J’étais en toi, ò mouvement,
en dehors de toutes les choses…”
(Paul Valéry)
La historia de la sintonía a distancia, de la aventura meta-crónica entre Ola Maciejewska y La Loïe (como se la llamó en los enclaves mundanos de Europa a comienzos del siglo XX) empieza en 2011, cuando Maciejewska impacta el mundo de la teoría y de la praxis con un estudio de movimiento, Loïe Fuller: research, que era un sondeo a solas del universo plástico de Fuller. Bombyx Mori, concebido para tres intérpretes, es, en muchos aspectos, una floración de esa primera inmersión. “Inmersión” porque sumirse en el mundo matérico de Fuller (y enfundarse en los inauditos volúmenes de tejido que Fuller llegó a movilizar en los momentos álgidos de su carrera) es una especie de aventura acuática. ¿El último exploît coreográfico de Fuller no fue acaso la puesta en imagen del poema sinfónico La Mer (el Mar) de Claude Debussy, que suponía la movilización de una superficie de seda suficiente a cubrir toda la escalera monumental del Grand Palais parisino? Inmersión, pues: que supone el desafío plástico de “esculpir” una forma que no se deja manejar ni habitar sino teniendo en cuenta su naturaleza escurridiza, su esencia cinética, lo inasible de su aparición, su sustancial invisibilidad: una forma en suspensión (precisamente porque es imposible decir cuánto haya, en ella, de forma – y cuánto de materia). Suspendido, transicional es también el estatuto de la oruga Bombyx Mori, cuando desaparece en su ovillo de hilo de seda, como en una apnea marina entre lo que ya no es, y lo que no es aún.

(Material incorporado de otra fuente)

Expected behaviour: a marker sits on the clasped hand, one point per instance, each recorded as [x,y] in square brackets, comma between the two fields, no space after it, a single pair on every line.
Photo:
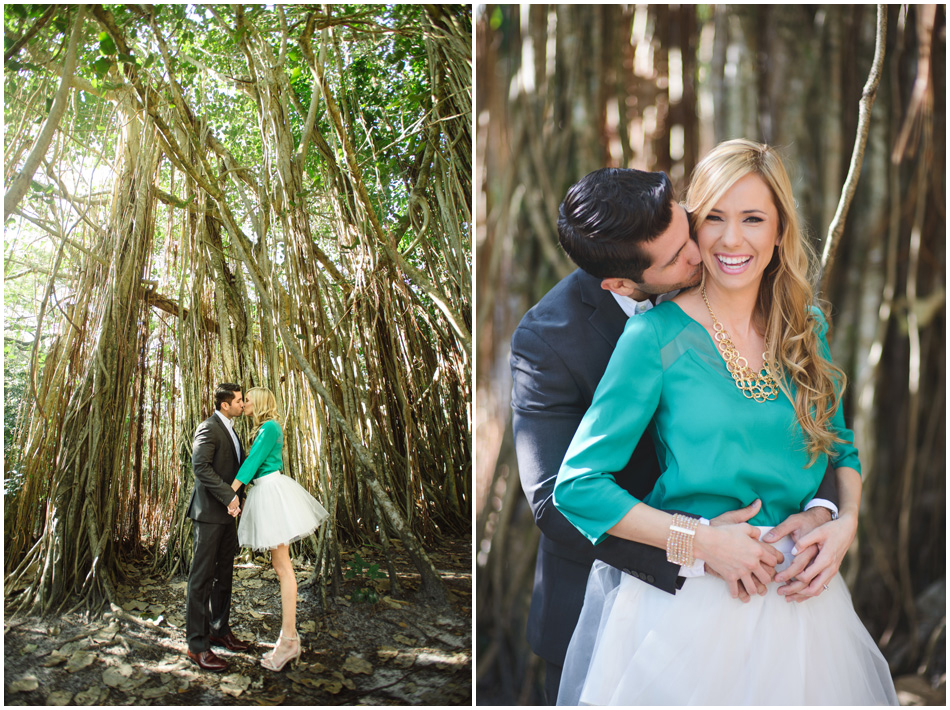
[747,564]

Buceo, si se quiere, en aguas mortales: el mar es una temible matriz de formas sin nombres y de improvisaciones biológicas capaces de desafiar cualquier taxonomía, de desbaratar cualquier lenguaje; un inmenso reino de invertebración. Y un “medio” en el sentido más puro: espacio de materia (o materia de espacio). Si al describir la danza hipnótica de las medusas Valéry pudo pensar en Loïe Fuller y en sus castillos efímeros de forma y luz, es porque Fuller hacia esto: usar la materia más ligera, la más impalpable, para inscribir en esa membrana una verdadera “epifanía del medio”: la piel danzada del espacio. Que Maciejewska revisitara esta paradoja, y adoptara, “esculpiendo el espacio”, la temeridad de dar forma a lo invisible y a lo desaparecido (como otros artistas han hecho en los últimos años – entre ellos Rodrigo Sobarzo y Phia Ménard o, aquí mismo, Carme Torrent e Iñaki Álvarez-), fue también de importancia seminal para redefinir esas nociones de reenactment, re-incorporación o re-aprociación que han coloreado el debate poético de las dos últimas décadas, devolviendo un enérgico protagonismo a las individualidades intensivas, a las singularidades somáticas y a las excepciones poéticas que conformaron los umbrales de la danza moderna entre 1892 (la fecha en la que Fuller desembarcó en Paris) y la segunda guerra mundial. Que vuelvan a interesar tanto artistas que, pese a crear tantas escuelas, fueron todas depositarias de estilos directos, idiosincrásicos, difícilmente reducibles a una pedagogía, es en muchos aspectos un síntoma de la soledad que, en un medio artístico abarrotado de propuestas y marcado por una tasa muy elevada de arbitrio, los artistas sufren (síntoma, también, de que sufren la soledad suficientemente como para reivindicar su derecho a la indeterminación y a la suspensión como condiciones imprescindibles para poseer un lenguaje propio). De estos revivals de singularidades (y a menudo del proyecto teorético de buscar en esas singularidades los cimientos arquetípicos de una modernidad que se niega a proclamarse agotada; o de la tentación política de someter una temporada eminentemente femenina de la danza moderna a categorías de análisis propios de los gender studies) han sido objeto en oleadas sucesivas Isadora Duncan, Ruth St Denis, Mary Wigman, La Argentina, Ida Rubinstein, Tortola Valencia, entre otras.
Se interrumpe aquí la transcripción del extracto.